Hep travmatik sezonların sonrasında Fenerbahçe’de radikal değişim rüzgârları eser, yeni teknik adamla birlikte gösterişli transferler yapılır ancak daha sezon başlamadan Avrupa macerasında bir hayal kırıklığı yaşanır ve taşlar bir kere daha yerinden oynar, gelen oyuncuların becerisi sorgulanır, teknik direktörün sezonu bitirip bitiremeyeceğine yönelik spekülasyonlar medyanın manşetlerine çıkar.
Geçtiğimiz sezon Galatasaray Şampiyonlar Liginde çıktığı 6 maçın beşini açık farklarla kaybetti; 19 gol yedi, dört gol attı ve bir puanla grubu sonuncu tamamladı.
Ancak Mustafa Denizli’nin 0 çektiği sezondaki kopan fırtınanın yarısı duyulmadı ve peşinden de ligi şampiyon olarak tamamlayıp, hem dördüncü yıldızına kavuştu hem de Şampiyonlar Ligi’ne direkt katılma hakkını aldı.
Neresinden bakarsanız bakın, hangi nedenleri sıralarsanız sıralayın netice itibarıyla bu Galatasaray’ın başarısıdır.
Galatasaray bütün yumurtaları asla aynı sepete yerleştirmiyor. Sorunlarını da paylaştırıyor, çeşitlendirip, birbirini etkilemesine izin vermiyor.
Ancak hayatın bir de gerçekleri var.
Geçmişten ders çıkarılarak mükerrer ve tekerrüre dönüşmeden öğrenmek en temel gerçekliktir.
Fenerbahçe şu son on yılda üç önemli Proje üretti.
Daum, 2000’li yılların Fenerbahçe’sini yaratan adamdır.
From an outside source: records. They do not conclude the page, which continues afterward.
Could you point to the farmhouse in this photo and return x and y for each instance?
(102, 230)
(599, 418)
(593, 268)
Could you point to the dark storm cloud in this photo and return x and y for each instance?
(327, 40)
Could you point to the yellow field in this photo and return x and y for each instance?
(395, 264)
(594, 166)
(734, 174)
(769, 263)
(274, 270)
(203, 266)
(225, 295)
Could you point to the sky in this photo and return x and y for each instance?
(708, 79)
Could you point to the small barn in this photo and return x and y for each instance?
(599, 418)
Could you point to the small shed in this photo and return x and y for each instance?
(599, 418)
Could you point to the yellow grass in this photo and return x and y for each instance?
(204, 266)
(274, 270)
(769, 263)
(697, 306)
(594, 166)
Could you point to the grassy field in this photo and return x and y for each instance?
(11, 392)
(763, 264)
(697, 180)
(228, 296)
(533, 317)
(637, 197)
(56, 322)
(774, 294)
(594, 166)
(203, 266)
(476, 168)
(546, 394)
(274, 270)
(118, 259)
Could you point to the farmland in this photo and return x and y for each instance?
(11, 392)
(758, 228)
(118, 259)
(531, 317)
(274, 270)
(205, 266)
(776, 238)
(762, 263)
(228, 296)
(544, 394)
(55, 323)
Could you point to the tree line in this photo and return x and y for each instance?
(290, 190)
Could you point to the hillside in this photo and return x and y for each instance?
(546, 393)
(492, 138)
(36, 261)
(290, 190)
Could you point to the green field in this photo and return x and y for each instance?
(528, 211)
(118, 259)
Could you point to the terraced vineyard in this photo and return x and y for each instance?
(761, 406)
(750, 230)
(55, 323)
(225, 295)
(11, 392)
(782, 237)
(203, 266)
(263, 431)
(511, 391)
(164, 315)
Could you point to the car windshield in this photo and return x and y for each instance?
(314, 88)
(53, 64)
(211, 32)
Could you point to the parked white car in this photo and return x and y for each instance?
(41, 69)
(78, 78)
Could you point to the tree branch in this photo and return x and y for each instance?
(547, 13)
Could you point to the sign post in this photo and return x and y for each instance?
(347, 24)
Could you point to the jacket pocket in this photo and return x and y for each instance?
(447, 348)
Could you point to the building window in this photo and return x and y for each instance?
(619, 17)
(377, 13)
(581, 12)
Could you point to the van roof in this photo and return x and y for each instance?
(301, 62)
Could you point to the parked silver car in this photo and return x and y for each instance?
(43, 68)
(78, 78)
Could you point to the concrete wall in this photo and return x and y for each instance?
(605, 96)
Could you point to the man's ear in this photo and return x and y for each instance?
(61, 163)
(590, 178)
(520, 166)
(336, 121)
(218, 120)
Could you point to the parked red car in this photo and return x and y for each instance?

Türkiye şartlarını da çok iyi bildiği için yeni takımı kurarken pragmatist de davrandı ve burada her şeyin şampiyonlukla ölçüldüğünün farkında, sonuç odaklı hareket etti.
Talihsizliği Denizli Faciasıdır.
Fenerbahçe’nin iki önemli Projesi dışarıdan gelen darbelerle kesildi. Denizli Faciası organize bir iştir ve sezonun başından sonuna kadar nakış gibi işlenmiştir.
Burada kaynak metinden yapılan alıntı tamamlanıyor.